Shopify's CEO Built a Search Engine That Revives 700 Claude Code Sessions in One Second
Shopify CEO Tobias built QMD, an open-source search engine. Connect it to Claude Code and every session gets persistent memory.
Quick take
Shopify CEO Tobias built QMD, an open-source search engine. Connect it to Claude Code and every session gets persistent memory.
We live in an era where CEOs write code. Coinbase CEO Brian builds apps with Cursor. Shopify CEO Tobias programmed a search engine himself and pushed it to GitHub. That search engine is QMD, and when you connect it to Claude Code, every session gains persistent memory.
Artem Zhutov, a developer pursuing a Physics PhD, built this architecture in production. Over three weeks and 700 sessions, he discovered why the real bottleneck in AI coding isn’t model performance — it’s memory.
The Real Bottleneck Isn’t Performance — It’s Memory
Whether you use Claude Code or Codex, every new session starts from a blank slate. Artem ran 700 sessions over three weeks. Each time, he had to explain from scratch: “Here’s where we left off on this project.” Once context usage crosses 60%, the conversation gets compressed, and half the decisions made earlier vanish.
Model performance improves every month, but none of that matters if you can’t pick up where you left off yesterday.
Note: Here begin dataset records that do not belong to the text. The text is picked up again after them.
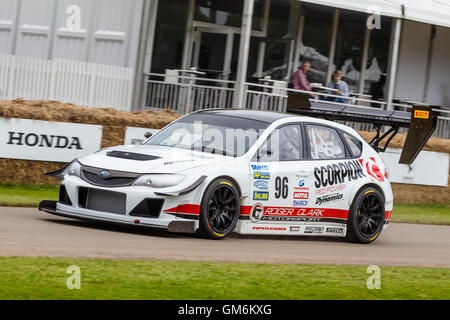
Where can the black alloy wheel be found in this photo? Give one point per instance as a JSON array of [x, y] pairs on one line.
[[366, 216], [220, 209]]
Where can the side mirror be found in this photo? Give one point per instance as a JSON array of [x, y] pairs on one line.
[[148, 135]]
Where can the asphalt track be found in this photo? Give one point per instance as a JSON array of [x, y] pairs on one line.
[[27, 232]]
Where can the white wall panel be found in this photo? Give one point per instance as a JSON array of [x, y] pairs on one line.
[[439, 86], [8, 14], [412, 61], [99, 31], [35, 28]]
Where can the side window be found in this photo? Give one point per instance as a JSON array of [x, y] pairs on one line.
[[325, 143], [354, 144], [284, 144]]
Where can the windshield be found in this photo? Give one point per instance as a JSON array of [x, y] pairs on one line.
[[212, 133]]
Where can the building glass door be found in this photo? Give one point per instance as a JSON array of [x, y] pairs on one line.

- AI forgets earlier instructions as sessions grow longer
- Context compression structurally loses critical decisions
- Manually managing 700 sessions’ worth of context is impossible
- The problem isn’t the model — it’s the absence of a memory system
Everyone Takes Notes. Retrieving Them Accurately Is the Real Skill
Plenty of developers diligently pile notes into Obsidian. But accumulation alone is only half the equation. Notes become useful only when you can pull exactly what you need at the right moment. That’s the entire premise behind RAG — extracting just the relevant fragment from a mountain of stored data.
The default Claude Code approach uses a Haiku sub-agent that brute-force scans files. In practice, it takes three minutes to return 300 files, and almost none of them are useful.
QMD replaces this with three retrieval methods:
- BM25 search: Scores by word frequency and rarity, returning results in under one second
- Semantic search: Search “couldn’t sleep” and documents about “sleep improvement goals” surface
- Hybrid mode: Ranks relevance with 89% accuracy
Grep returns every sleep() function call when you search for “sleep.” QMD reads context instead. It handles abstract queries like “find ideas I never acted on,” and runs entirely locally so your data never leaves your machine.
One Line of /recall Brings Back Yesterday’s Entire Workflow
Layer a Claude Code skill called /recall on top of QMD and memory retrieval becomes automatic.
/recall yesterday: Restores the previous day’s 39 sessions as a timeline/recall topic [keyword]: Collects every related file within one minute/recall graph: Visually explores a full week of sessions
When you close a session, it automatically parses the JSONL transcript and feeds it into the QMD index, keeping everything up to date.
The truly remarkable moment came when Artem searched “find ideas I never acted on.” Up came a note he’d written during a moment of near-surrender while working on his PhD thesis — a record he himself had forgotten. Manual search would never have surfaced it.
It’s No Longer Strange for a CEO to Write Code
Tobias requires every Shopify employee to treat AI as a baseline competency. He led by example, coding his own tool first. Brian is moving in the same direction.
Honestly, this isn’t about whether CEOs should be developers. They have far more pressing responsibilities. But the gap between people who can solve their own problems with AI and people who wait for someone else to build the tool is widening every month. Building things yourself is how you feel AI’s true destructive — and creative — power.
- Tobias built QMD and open-sourced it on GitHub
- Brian is building apps with Cursor
- Shopify reviews “Can AI replace this role?” before every hire
- QMD runs locally — no risk of company data leaving the building
The Only Thing That Persists Is Your Accumulated Context
Tools change every month. Nobody knows what comes after Claude Code. The only thing that persists is the context you’ve built up. People with a system for recording and retrieving will be productive from day one, no matter what tool arrives next.
QMD is the first building block of that system. Check it out on GitHub.